PESCARA. L’Abruzzo dà una mano all’Abruzzo. E lo fa sul filo di lana. Ha sede all’Aquila l’unica impresa farmaceutica italiana che ha risposto all’appello dell’Aric, l’Agenzia regionale di informatica e committenza, impegnata in una vera e propria corsa contro il tempo per l’acquisto di una quantità considerevole di dosi di vaccino anti-influenzale del tipo tetravalente. Le dosi in arrivo sono 124mila, esattamente la metà del fabbisogno. Ma è già molto considerando il forte ritardo dovuto all’accaparramento del vaccino da parte di altre regioni e al poco tempo rimasto a disposizione dell’Abruzzo per avviare la campagna di vaccinazioni con un mese di anticipo rispetto agli anni passati, come ha deciso il ministero della Salute. Così dal primo ottobre un abruzzese su dieci potrà immunizzarsi contro l’influenza grazie alle dosi acquistate che saranno somministrate gratuitamente alle categorie a rischio. Significa molto considerando soprattutto che questo tipo di profilassi, per gli esperti, aiuta a difendersi anche dal Covid.
LE TAPPE. La determina firmata della dirigente Aric, Lucia Del Grosso, che ha indetto l’appalto è datata 7 agosto. Una gara che ha dovuto imboccare una corsia preferenziale per recuperare il tempo perso dopo che il primo tentativo d’acquisto di questo tipo di vaccino è andato a vuoto perché nessuna ditta si era fatta avanti.
“Sistema dinamico di acquisizione della pubblica amministrazione”: tecnicamente si chiama così l’appalto bis con i tempi contingentati, per l’affidamento della fornitura del “vaccino influenzale tetravalente virus split (frammentato) inattivato”. L’Aric si è premurata di soddisfare le Asl sia della Regione Abruzzo sia del Molise, con un bando relativo a un unico macro-lotto di 248mila dosi, per un valore complessivo a base d’asta di 1.463.200 euro, Iva esclusa, riferito all’intera durata contrattuale di 12 mesi, da aggiudicarsi secondo il criterio del minor prezzo. Questo era l’obiettivo.
IL METODO. Il 31 agosto è scaduto il termine della gara. Il 2 settembre la dirigente Del Grosso ha firmato la seconda determina, quella di affidamento.
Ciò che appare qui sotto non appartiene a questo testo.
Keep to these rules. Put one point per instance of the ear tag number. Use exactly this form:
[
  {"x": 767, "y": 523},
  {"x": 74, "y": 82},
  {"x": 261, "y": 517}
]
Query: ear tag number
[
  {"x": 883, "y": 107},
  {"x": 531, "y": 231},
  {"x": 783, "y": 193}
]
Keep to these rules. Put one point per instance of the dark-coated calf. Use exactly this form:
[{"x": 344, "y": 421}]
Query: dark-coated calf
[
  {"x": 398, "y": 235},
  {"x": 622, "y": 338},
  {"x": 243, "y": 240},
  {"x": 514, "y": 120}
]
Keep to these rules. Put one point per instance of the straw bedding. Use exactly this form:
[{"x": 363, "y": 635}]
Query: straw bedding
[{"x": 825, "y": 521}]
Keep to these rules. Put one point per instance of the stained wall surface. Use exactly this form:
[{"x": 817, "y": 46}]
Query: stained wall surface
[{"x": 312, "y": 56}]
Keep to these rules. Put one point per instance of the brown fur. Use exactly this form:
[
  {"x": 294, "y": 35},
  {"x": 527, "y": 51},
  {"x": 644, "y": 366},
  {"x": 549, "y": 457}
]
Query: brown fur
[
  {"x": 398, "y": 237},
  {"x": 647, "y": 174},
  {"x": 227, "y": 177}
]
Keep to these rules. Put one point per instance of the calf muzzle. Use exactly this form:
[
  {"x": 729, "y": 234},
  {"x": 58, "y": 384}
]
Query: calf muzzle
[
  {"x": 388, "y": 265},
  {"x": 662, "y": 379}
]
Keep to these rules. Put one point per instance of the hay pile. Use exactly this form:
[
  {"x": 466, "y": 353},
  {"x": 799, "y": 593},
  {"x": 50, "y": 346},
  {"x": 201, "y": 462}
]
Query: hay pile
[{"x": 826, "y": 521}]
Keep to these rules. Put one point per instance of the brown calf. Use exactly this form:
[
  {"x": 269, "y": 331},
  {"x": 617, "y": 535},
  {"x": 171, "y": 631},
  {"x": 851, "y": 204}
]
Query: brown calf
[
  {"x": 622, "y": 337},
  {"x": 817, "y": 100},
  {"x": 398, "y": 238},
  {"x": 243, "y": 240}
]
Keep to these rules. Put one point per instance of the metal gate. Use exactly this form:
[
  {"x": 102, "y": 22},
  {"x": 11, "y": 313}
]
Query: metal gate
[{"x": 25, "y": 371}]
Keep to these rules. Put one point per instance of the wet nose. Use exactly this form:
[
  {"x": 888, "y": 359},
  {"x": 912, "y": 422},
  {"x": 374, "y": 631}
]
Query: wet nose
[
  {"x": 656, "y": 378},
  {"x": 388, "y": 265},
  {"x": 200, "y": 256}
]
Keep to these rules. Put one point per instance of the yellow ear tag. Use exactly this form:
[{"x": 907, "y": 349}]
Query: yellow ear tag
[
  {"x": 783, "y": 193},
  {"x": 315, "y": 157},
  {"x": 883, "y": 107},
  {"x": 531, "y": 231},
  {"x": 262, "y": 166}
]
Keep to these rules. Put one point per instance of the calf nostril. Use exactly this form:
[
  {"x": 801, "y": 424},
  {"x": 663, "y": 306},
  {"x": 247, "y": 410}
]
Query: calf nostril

Nell’atto si legge che «data la particolare difficoltà riscontrata per l’approvvigionamento dovuta all’attuale imprevedibile situazione di emergenza sanitaria nazionale da Covid 19 e dato l’interesse pubblico che le prestazioni oggetto di gara sono destinate a soddisfare, si è chiesto agli operatori economici di presentare in sede di partecipazione alla gara un’apposita dichiarazione nella quale viene specificato il quantitativo che è in grado di offrire subito».
PER ORA LA METÀ. Per accelerare i tempi infatti il responsabile del procedimento, Luigi Galassi, ha lanciato un «confronto concorrenziale», trasmettendo l’invito a tutti gli operatori economici abilitati.
Ma nel termine di scadenza per la presentazione delle offerte, fissato alle ore 13 del 31 agosto, è arrivata solo l’offerta della Sanofi spa, che ha dichiarato di rendere disponibile il vaccino tetravalente nella misura massima del 50% del fabbisogno richiesto, vale a dire le 124.000 dosi, per un importo complessivo di 713.000 euro, pari alla metà della base d’asta, calcolato moltiplicando il prezzo unitario offerto di 5,75 euro per il quantitativo dichiarato disponibile. In Italia, la Sanofi è considerata una delle principali realtà industriali del settore farmaceutico con un fatturato di circa 1,4 miliardi di euro nel 2019, oltre 2.000 persone tra dipendenti e collaboratori e investimenti nel comparto industriale che nel 2019 hanno superato i 37 milioni di euro. Questa impresa è legata all’Abruzzo perché, oltre agli uffici di Milano e Roma, ha quattro stabilimenti produttivi ad Anagni (Frosinone), Origgio (Varese), Brindisi e Scoppito dell’Aquila.
SECONDO ROUND. Ma il quantitativo di dosi in arrivo non basterà a soddisfare l’intero fabbisogno regionale di questo specifico tipo di vaccino che è il più richiesto perché copre una vasta platea di soggetti.
Alle varie Asl che materialmente dovranno distribuirlo o somministrarlo ne occorre esattamente il doppio di quello per ora acquistato. All’Aquila infatti servono 41mila dosi, a Pescara 46mila, a Chieti 58mila e a Teramo 43 mila.
È come avere un bicchiere ancora mezzo pieno. E c’è poco tempo per riempirlo tutto.